Dad caught my eye in the rearview mirror, and taking a swig from a cup of black coffee ordered me to close my eyes.
“You don't want to be sleepy when we say goodbye to Grandma, right?’
“No,” I shook my head. “ I guess not.”
I spent the rest of the ride counting the droplets that fell from the sky.
The church that they brought her body to was more grand than any other that I had entered before. Its arched ceiling stretched to the heavens, stained glass windows depicted Jesus’s crucifixion, statues of Saints lined the walls, their feet covered in flowers and burning incense, candles dimly glowed at the foot of a large wooden crucifix and a statue of the Virgin Mother.
I didn't pay much attention to the ceremony. I was distracted not by the grandeur of the church, but by the weight in my chest. It was a feeling that I knew all too well. It was a grief, pain, the harrowing pang of loss. It never seemed to heal in me, it only grew more intense with each day.

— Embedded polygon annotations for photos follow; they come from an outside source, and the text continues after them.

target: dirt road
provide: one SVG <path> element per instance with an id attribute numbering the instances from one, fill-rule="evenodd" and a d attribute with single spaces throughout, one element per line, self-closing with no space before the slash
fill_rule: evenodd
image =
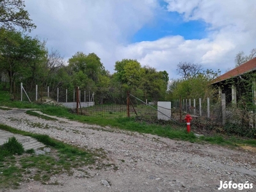
<path id="1" fill-rule="evenodd" d="M 102 148 L 106 152 L 109 163 L 115 165 L 115 168 L 110 166 L 100 170 L 88 168 L 90 178 L 80 177 L 81 172 L 75 170 L 73 176 L 52 177 L 58 185 L 30 181 L 22 183 L 20 189 L 10 191 L 256 190 L 255 153 L 249 150 L 231 150 L 217 145 L 172 140 L 60 118 L 58 118 L 58 121 L 47 121 L 17 109 L 0 110 L 0 113 L 1 124 L 45 134 L 90 149 Z M 47 129 L 35 126 L 35 123 Z M 221 184 L 221 182 L 225 184 Z M 236 189 L 232 189 L 236 187 Z"/>

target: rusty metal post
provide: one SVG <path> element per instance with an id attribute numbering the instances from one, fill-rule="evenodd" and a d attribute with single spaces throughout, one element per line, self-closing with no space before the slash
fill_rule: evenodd
<path id="1" fill-rule="evenodd" d="M 182 122 L 182 120 L 181 120 L 181 108 L 182 108 L 182 106 L 181 106 L 181 96 L 180 96 L 180 122 Z"/>
<path id="2" fill-rule="evenodd" d="M 78 91 L 79 89 L 79 88 L 78 86 L 77 86 L 76 87 L 76 114 L 77 114 L 77 115 L 78 115 L 78 104 L 79 104 L 79 91 Z"/>
<path id="3" fill-rule="evenodd" d="M 127 117 L 130 117 L 130 93 L 129 93 L 129 91 L 127 91 L 127 106 L 126 108 L 127 109 Z"/>

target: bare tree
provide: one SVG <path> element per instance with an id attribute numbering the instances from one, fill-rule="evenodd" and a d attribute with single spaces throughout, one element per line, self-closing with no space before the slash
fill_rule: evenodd
<path id="1" fill-rule="evenodd" d="M 236 62 L 236 67 L 240 66 L 241 65 L 252 60 L 253 58 L 256 57 L 256 49 L 254 48 L 251 50 L 250 53 L 248 56 L 244 55 L 244 52 L 243 51 L 240 51 L 236 56 L 235 62 Z"/>
<path id="2" fill-rule="evenodd" d="M 65 65 L 65 60 L 56 50 L 51 50 L 46 60 L 47 75 L 45 84 L 51 84 L 52 79 L 57 75 L 58 70 Z"/>
<path id="3" fill-rule="evenodd" d="M 180 62 L 177 71 L 185 80 L 195 77 L 201 73 L 202 65 L 187 62 Z"/>

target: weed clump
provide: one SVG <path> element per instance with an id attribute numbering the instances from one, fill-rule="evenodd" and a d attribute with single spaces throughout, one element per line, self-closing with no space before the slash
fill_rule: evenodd
<path id="1" fill-rule="evenodd" d="M 15 137 L 10 138 L 8 141 L 3 145 L 1 150 L 6 155 L 18 154 L 20 156 L 25 152 L 22 144 L 19 142 Z"/>

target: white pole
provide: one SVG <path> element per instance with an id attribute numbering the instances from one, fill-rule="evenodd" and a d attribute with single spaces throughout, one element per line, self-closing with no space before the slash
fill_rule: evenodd
<path id="1" fill-rule="evenodd" d="M 20 83 L 20 100 L 22 101 L 22 83 Z"/>
<path id="2" fill-rule="evenodd" d="M 226 123 L 226 95 L 221 93 L 222 125 Z"/>
<path id="3" fill-rule="evenodd" d="M 68 102 L 68 90 L 66 89 L 66 102 Z"/>
<path id="4" fill-rule="evenodd" d="M 37 88 L 38 88 L 38 86 L 37 86 L 37 84 L 36 84 L 36 100 L 37 100 Z"/>
<path id="5" fill-rule="evenodd" d="M 199 115 L 202 116 L 201 98 L 199 98 Z"/>
<path id="6" fill-rule="evenodd" d="M 57 88 L 57 102 L 59 102 L 59 88 Z"/>
<path id="7" fill-rule="evenodd" d="M 210 118 L 210 98 L 207 97 L 207 117 Z"/>

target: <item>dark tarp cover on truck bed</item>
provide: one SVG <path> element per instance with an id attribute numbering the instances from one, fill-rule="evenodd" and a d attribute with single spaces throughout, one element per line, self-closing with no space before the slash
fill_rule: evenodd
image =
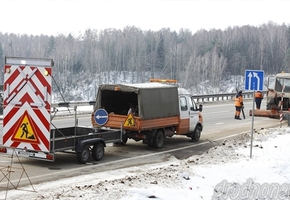
<path id="1" fill-rule="evenodd" d="M 178 116 L 177 86 L 151 82 L 99 86 L 95 110 L 127 115 L 129 105 L 137 108 L 136 115 L 144 120 Z"/>

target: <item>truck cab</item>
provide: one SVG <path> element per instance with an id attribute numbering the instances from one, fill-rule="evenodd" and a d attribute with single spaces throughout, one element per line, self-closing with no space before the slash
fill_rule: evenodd
<path id="1" fill-rule="evenodd" d="M 198 141 L 203 129 L 201 112 L 202 105 L 197 107 L 188 91 L 172 80 L 158 79 L 100 85 L 91 121 L 100 129 L 122 129 L 124 143 L 142 140 L 149 147 L 161 148 L 165 138 L 173 135 Z"/>

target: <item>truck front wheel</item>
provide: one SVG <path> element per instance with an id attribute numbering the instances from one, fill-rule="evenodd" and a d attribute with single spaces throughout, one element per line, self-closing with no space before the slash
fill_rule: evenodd
<path id="1" fill-rule="evenodd" d="M 157 149 L 160 149 L 165 141 L 165 137 L 162 131 L 157 131 L 154 136 L 153 146 Z"/>
<path id="2" fill-rule="evenodd" d="M 201 127 L 197 126 L 191 135 L 191 140 L 197 142 L 200 138 L 200 135 L 201 135 Z"/>
<path id="3" fill-rule="evenodd" d="M 90 146 L 83 147 L 81 152 L 77 152 L 77 161 L 81 164 L 86 163 L 90 158 Z"/>
<path id="4" fill-rule="evenodd" d="M 97 143 L 94 145 L 92 150 L 92 157 L 95 161 L 102 160 L 105 154 L 105 148 L 102 143 Z"/>

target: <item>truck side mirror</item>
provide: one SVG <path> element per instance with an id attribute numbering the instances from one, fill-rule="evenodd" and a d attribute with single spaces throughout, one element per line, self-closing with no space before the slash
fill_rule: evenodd
<path id="1" fill-rule="evenodd" d="M 202 105 L 200 104 L 199 105 L 199 109 L 198 109 L 200 112 L 202 111 Z"/>

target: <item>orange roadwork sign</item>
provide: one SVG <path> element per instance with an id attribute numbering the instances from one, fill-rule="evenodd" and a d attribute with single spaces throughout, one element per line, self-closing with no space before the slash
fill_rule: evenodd
<path id="1" fill-rule="evenodd" d="M 133 117 L 133 114 L 131 112 L 128 114 L 123 126 L 126 126 L 126 127 L 135 126 L 134 117 Z"/>
<path id="2" fill-rule="evenodd" d="M 20 123 L 15 127 L 15 133 L 11 140 L 39 144 L 37 134 L 34 130 L 33 121 L 27 111 L 24 112 L 19 122 Z"/>

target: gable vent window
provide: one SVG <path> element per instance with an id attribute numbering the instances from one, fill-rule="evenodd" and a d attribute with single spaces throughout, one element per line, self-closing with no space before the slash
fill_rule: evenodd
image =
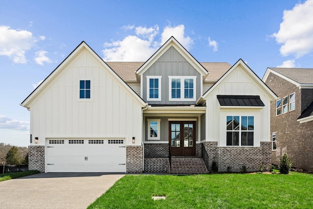
<path id="1" fill-rule="evenodd" d="M 104 140 L 101 139 L 89 139 L 88 140 L 89 144 L 103 144 Z"/>
<path id="2" fill-rule="evenodd" d="M 69 144 L 83 144 L 84 140 L 81 139 L 69 139 L 68 140 Z"/>
<path id="3" fill-rule="evenodd" d="M 81 80 L 79 81 L 79 98 L 90 99 L 90 80 Z"/>
<path id="4" fill-rule="evenodd" d="M 49 144 L 64 144 L 64 140 L 49 140 Z"/>
<path id="5" fill-rule="evenodd" d="M 124 139 L 109 139 L 109 144 L 123 144 Z"/>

The hollowness doubled when the ceremony ended and we followed a long black car to the hills.
They laid her under a tree beside her husband. The drizzle grew heavier with each rose that was placed on her casket, and in the air the only noises were that of sorrow and the shoveling of the Earth.
Years later I still remember her face vividly. Her squinted eyes, button nose and portly cheeks are forever imprinted in my memory. Even now that she has long been gone I remember her fondly. Her land stands as a memory of a time when families would gather and feast while their children frolicked in open fields.